Kyrgyz president Sadyr Japarov has asked his Russian counterpart Vladimir Putin to help resolve a border dispute with Tajikistan, a month after clashes between the Central Asian countries, state media reported Monday citing a senior security official.
"Our president appealed to Putin and asked for Russia's help," the national security committee's deputy chairman Marat Imankulov said on state-run radio, explaining "it is difficult for both parties to come to an agreement."
Parts of the 970-kilometre (600-mile) border between the former Soviet republics of Kyrgyzstan and Tajikistan has been contested since the end of the Soviet Union, leading to regular clashes.
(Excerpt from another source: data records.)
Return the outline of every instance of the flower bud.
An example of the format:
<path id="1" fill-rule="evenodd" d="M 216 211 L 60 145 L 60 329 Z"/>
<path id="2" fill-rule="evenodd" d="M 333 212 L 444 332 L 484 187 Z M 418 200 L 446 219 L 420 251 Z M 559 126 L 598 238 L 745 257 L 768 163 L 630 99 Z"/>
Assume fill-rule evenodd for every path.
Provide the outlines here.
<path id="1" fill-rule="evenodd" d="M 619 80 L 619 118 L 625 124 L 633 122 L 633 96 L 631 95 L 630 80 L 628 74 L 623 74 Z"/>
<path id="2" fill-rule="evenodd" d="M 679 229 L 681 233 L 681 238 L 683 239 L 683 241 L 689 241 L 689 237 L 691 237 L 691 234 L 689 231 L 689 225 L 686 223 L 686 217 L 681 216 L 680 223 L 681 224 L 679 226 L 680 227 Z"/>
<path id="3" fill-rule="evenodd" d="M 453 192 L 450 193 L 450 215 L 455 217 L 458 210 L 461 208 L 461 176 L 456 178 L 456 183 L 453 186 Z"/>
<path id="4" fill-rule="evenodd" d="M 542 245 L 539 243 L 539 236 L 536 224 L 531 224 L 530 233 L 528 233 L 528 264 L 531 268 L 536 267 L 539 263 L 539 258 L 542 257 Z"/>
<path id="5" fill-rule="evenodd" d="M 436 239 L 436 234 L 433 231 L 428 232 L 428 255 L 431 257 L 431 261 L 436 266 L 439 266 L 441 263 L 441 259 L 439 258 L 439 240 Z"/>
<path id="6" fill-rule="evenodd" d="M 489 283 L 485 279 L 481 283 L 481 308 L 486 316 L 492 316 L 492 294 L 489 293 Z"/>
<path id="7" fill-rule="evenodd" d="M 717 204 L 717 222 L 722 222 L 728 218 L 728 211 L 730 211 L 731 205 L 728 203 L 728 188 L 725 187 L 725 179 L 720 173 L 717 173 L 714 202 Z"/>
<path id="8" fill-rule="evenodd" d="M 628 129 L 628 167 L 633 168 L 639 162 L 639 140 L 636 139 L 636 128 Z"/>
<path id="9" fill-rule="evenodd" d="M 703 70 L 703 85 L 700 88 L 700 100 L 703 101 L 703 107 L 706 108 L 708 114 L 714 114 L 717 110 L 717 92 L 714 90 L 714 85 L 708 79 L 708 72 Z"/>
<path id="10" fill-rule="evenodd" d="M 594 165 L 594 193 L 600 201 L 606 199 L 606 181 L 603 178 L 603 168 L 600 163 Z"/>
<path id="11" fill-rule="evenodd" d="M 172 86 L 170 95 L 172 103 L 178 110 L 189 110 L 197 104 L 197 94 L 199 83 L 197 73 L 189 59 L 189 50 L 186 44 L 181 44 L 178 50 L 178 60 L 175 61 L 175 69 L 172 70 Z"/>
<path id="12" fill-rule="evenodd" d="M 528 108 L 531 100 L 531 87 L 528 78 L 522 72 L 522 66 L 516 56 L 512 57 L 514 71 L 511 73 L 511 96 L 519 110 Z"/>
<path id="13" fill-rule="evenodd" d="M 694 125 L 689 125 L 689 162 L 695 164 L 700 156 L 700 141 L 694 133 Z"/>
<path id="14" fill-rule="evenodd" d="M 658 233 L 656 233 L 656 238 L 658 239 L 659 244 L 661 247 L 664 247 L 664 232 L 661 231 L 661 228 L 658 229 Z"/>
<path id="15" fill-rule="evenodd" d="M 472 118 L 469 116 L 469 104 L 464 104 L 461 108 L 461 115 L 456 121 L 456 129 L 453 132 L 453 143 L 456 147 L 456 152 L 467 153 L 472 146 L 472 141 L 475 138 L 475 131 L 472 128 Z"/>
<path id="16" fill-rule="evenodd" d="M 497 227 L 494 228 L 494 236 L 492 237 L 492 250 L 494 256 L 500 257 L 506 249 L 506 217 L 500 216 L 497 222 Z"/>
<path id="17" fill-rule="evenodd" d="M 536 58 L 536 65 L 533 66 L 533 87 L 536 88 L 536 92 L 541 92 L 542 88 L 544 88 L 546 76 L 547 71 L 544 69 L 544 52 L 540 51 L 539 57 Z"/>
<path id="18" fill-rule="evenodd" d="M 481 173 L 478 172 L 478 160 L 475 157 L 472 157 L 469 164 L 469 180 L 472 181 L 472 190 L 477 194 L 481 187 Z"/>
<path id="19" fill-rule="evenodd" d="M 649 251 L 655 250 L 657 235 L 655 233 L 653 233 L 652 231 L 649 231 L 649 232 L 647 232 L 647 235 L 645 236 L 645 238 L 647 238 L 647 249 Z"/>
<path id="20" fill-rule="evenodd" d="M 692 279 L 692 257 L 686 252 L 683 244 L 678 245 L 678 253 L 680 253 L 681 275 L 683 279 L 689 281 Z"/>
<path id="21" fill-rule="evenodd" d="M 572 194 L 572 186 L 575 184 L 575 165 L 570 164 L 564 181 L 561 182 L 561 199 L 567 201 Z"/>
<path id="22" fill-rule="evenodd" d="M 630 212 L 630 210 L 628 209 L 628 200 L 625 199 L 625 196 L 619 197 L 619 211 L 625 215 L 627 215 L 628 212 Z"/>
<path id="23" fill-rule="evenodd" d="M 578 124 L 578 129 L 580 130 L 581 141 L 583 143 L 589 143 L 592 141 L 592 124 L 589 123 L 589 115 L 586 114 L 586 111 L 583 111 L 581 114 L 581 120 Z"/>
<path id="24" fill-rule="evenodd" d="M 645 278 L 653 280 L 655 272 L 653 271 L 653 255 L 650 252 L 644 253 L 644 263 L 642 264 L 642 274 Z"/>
Fighting last month in the southern Kyrgyz region of Batken, bordering Tajikistan, left around a hundred dead according to authorities from both sides.
"This problem broke out because issues of delimitation and demarcation were not settled at the time" of the collapse of the Soviet Union, Imankulov said.
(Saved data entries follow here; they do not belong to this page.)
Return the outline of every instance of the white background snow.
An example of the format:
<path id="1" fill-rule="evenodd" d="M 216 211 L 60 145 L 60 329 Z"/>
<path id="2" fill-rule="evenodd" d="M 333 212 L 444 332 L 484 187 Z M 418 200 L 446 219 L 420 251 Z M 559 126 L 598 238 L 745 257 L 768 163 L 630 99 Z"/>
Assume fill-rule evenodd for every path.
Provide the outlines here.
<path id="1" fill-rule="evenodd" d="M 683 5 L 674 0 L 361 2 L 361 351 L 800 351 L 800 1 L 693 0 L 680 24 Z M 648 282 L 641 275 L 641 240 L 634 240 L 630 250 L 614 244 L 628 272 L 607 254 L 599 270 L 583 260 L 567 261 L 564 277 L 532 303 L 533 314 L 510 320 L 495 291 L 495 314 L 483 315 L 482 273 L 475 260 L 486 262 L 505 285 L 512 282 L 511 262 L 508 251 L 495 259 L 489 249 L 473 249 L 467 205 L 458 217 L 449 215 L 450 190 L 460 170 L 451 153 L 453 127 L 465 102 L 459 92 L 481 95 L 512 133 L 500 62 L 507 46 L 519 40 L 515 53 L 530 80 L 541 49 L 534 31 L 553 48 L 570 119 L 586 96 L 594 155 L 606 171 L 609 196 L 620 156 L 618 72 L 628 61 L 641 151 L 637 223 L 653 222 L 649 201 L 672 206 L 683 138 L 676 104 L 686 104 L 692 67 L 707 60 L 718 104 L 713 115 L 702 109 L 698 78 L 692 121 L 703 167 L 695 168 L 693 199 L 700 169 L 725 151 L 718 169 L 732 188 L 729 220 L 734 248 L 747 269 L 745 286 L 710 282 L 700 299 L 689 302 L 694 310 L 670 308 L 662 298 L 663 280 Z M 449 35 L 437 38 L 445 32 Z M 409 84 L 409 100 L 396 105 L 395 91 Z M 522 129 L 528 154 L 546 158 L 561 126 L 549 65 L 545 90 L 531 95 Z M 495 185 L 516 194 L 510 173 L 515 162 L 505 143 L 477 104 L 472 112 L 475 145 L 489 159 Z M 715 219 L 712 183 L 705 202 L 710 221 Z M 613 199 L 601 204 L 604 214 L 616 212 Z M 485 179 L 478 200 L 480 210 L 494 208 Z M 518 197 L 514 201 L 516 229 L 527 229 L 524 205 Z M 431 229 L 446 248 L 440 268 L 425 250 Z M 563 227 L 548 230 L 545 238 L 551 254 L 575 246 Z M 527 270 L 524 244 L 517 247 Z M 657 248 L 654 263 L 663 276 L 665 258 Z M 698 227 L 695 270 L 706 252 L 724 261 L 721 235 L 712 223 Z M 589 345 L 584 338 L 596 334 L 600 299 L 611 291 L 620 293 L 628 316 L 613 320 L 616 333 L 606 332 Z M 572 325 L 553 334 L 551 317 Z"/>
"Russia is the successor to the USSR, so archive documents and maps are in Moscow," he added.
Both Tajikistan and Kyrgyzstan are members of the Russia-led Collective Security Treaty Organisation, a regional military alliance.
Putin, Japarov and their Tajik counterpart Emomali Rahmon met on the sidelines of a regional summit in Astana on October 13.
At the time Putin said Russia "did not pretend to play the role of mediator" but would "look at documents and maps" to "look for a solution".